ApocalypseThen Mon 21-Jan-13 21:09:03

Just watching the comic relief bake off piece from the women's bakery in Ghana. Women are fantastic and it's the OP's loss if he doesn't want to employ mothers with their energy, resource, creativity and enterprise.

PastaDee Mon 21-Jan-13 21:11:04

YABU. DH and I share the responsibility when DD is sick even though I work in the public sector and he doesn't.

I resent the implication that there is a great government funded network of staff just waiting to cover my work. There is no one. When it is my 'turn' to take time off I take it as annual leave, answer my phone and emails and spend the entire evening working to catch up despite the fact I'm not expected to do that. My employers are getting a rather good deal really.

LuluMai Mon 21-Jan-13 21:12:05

Very judgmental. I'm a single mum and ds's dad doesn't see him. However I'm very lucky in that my own dad is very supportive and always looks after my son if he's ill so I rarely have time off work for that. Just because someone is e single parent, you don't how good their support networks are.
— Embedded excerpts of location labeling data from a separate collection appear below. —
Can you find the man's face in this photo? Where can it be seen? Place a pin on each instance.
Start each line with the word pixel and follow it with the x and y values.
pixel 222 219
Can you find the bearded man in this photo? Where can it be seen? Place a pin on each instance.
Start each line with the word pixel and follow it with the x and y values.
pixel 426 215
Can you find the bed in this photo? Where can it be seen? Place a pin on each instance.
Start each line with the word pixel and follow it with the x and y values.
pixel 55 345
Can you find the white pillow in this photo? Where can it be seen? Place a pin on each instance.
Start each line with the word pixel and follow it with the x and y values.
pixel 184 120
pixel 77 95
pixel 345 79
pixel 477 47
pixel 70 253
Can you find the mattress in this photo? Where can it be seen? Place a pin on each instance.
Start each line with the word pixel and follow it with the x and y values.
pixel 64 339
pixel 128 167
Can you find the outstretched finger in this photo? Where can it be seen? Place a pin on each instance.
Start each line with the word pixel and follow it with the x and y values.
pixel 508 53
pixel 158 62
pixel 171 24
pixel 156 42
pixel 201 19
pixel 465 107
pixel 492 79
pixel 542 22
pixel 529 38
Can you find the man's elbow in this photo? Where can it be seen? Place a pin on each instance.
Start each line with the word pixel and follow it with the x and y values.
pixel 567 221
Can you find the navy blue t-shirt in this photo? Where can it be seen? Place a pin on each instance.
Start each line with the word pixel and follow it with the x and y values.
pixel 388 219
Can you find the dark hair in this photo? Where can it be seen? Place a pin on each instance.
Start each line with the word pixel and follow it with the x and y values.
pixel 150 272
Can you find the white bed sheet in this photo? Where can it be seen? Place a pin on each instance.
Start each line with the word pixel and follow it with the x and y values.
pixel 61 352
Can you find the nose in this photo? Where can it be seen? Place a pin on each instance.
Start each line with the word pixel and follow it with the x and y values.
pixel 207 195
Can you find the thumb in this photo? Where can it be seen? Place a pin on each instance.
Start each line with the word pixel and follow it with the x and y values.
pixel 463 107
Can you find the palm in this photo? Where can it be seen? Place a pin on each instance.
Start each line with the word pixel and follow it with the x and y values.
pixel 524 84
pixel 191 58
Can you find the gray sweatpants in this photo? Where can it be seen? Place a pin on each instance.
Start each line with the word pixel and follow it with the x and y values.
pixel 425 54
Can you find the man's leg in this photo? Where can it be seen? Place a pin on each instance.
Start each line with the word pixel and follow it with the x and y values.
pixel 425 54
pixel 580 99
They could have more help available than married women.

sarahtigh Mon 21-Jan-13 21:15:18

as an aside a lot of self employment is not about being able to work at home or needing internet access loads of self employed people run shops ( can'tr be shut) are plumbers and other trades ( more needed on snow days than other days)

both myself and DH are self employed I'm a dentist work 2 days a week he is in joinery and antiques, if it is these 2 days he will do childcare as I can't cancel patients but often it is difficult for him to cancel his work and he mostly is not home and on occasions it may mean she had to go and sit in van

OP has a point it is mostly mothers that take time off, it is mostly women you have child with them during school week even if custody shared ( it should not be like this but it is) there are men who are off etc but on average the vast majority not working are women on snow days, when self employed it is no money but emergency leave in reality can mean just a few hours to arrange childcare,

parental leave legally has to be applied for, can be turned down so long as given within 6 months of request and employer can insist it is in weekly blocks not odd days, neither do they have to let you take day as annual leave

the reality in this economic climate is that if employed in private sector or self employed the decision is difficult as you can lose business and while it should not happen I think some would be in danger of losing their job if they took time off

CloudsAndTrees Mon 21-Jan-13 21:21:10

Maternity leave can cripple small businesses, it's perfectly understandable that small business owners are reluctant to employ women of childbearing age.

StickEmUp Mon 21-Jan-13 21:23:53

Message withdrawn at poster's request.

StuntGirl Mon 21-Jan-13 21:24:42

Where are your sources for your figure of "the majority of children come from single or divorced families"?

What small business do you run where it costs tens of thousands to train new starters?